On Sunday the long-awaited health care reform vote took place, voting in favor of reform with a close, partisan vote of 219-212.
Some of the new legislation takes affect immediately while other aspects will be implemented over the next few years.
Students who are nearing graduation are happy to hear that they will no longer be booted off their parents’ insurance plans, but now have until age 26 to come across their own solutions for insurance through employment, plan purchases or other opportunities.
Now, insurance companies are unable to drop or deny coverage to patients who fall ill or have pre-existing conditions. If you buy a policy, your insurance company can no longer place a cap on how much it will cover. And new insurance plans have to provide coverage for preventative care without a co-pay.
Other parts of the bill will take place throughout the next few years, culminating most major parts by 2014.
Small businesses and self employed or unemployed Americans will be able to utilize exchanges, allowing the purchase of less expensive coverage. Under this clause, insurers will no longer be able to turn away people with pre-existing conditions or charge them more than clients without pre-existing conditions.
Amendments are already being made by the House to be voted on by the Senate.
Should these proposed changes take place, Americans will be required to purchase coverage by 2014, or face a fine of $95, or 1 percent of their income, whichever is greater.
If coverage is not purchased by 2015, the fine is increased to $325, or 2 percent of income, and by 2016 the fine will be $695 or 2.5 percent of income. Poorer Americans, that is households of four or more that make up to $88,000 annually, however, will receive subsidies as part of a hardship exemption.
Many families will be provided with tax credits in order to offset the cost of health care premiums, which will be decided based on annual household income.
On Wednesday, President Barack Obama issued and signed an executive order declaring that federal funds cannot be used to fund abortions. The bill also denies coverage to people who have entered or may be living in the U.S. illegally.
Consumers will also face new regulations in food services and indoor tanning salons, according to CNN.com. Restaurants with more than 20 locations will now be required to display calorie information next to food items on menus, along with contextual information on food consumption.

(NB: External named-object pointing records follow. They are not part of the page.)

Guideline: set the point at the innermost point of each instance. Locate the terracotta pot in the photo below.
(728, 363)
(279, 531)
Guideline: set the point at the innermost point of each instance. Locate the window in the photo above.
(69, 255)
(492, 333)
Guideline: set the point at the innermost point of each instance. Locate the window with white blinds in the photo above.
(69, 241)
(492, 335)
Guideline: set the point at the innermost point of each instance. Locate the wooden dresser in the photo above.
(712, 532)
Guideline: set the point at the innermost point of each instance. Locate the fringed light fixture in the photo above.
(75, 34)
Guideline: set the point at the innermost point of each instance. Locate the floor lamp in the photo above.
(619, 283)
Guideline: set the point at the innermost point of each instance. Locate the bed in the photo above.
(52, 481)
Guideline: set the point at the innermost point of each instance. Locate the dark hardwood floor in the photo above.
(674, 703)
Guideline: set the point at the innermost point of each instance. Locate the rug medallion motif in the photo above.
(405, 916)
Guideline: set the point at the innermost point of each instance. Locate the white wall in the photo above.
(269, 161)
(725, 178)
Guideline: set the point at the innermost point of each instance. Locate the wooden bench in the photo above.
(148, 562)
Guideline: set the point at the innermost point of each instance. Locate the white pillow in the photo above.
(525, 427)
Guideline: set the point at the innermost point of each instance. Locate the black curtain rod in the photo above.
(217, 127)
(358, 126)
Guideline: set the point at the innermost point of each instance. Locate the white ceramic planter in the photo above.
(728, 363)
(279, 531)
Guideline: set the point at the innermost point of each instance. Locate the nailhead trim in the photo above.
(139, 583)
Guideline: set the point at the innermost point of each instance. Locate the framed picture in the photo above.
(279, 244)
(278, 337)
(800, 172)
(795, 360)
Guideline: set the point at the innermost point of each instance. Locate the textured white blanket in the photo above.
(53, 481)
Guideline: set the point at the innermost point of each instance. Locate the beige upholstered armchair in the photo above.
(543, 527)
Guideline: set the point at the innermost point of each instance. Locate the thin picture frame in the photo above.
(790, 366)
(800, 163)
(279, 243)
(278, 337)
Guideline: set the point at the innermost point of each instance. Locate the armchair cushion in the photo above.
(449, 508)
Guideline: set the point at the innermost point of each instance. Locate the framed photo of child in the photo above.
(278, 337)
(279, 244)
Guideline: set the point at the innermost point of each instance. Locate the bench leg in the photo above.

Nutrition facts will also be required to be posted on vending machines and drive-thru menus, but specials, condiments and test market foods are exempt.
Indoor tanning policies have also changed. Those wishing to tan in a salon will be faced with a 10 percent tax after July 1 of this year, due to being classified as “carcinogenic to humans,” by the International Agency for Research on Cancer, an affiliate of the World Health Organization, according to CNN.
These are just a few of the many changes in the 2,000-plus page bill. Any citizen who wishes to read the bill from cover-to-cover can do so at the Senate Web site: www.senate.gov. However, the bill is written in legislative jargon. For a more in-depth look in laymen’s terms, visit CNN.com/health.
Buried underneath all of the health care reform news on Sunday was another important and pressing bill regarding student loans as part of the budget reconciliation legislation.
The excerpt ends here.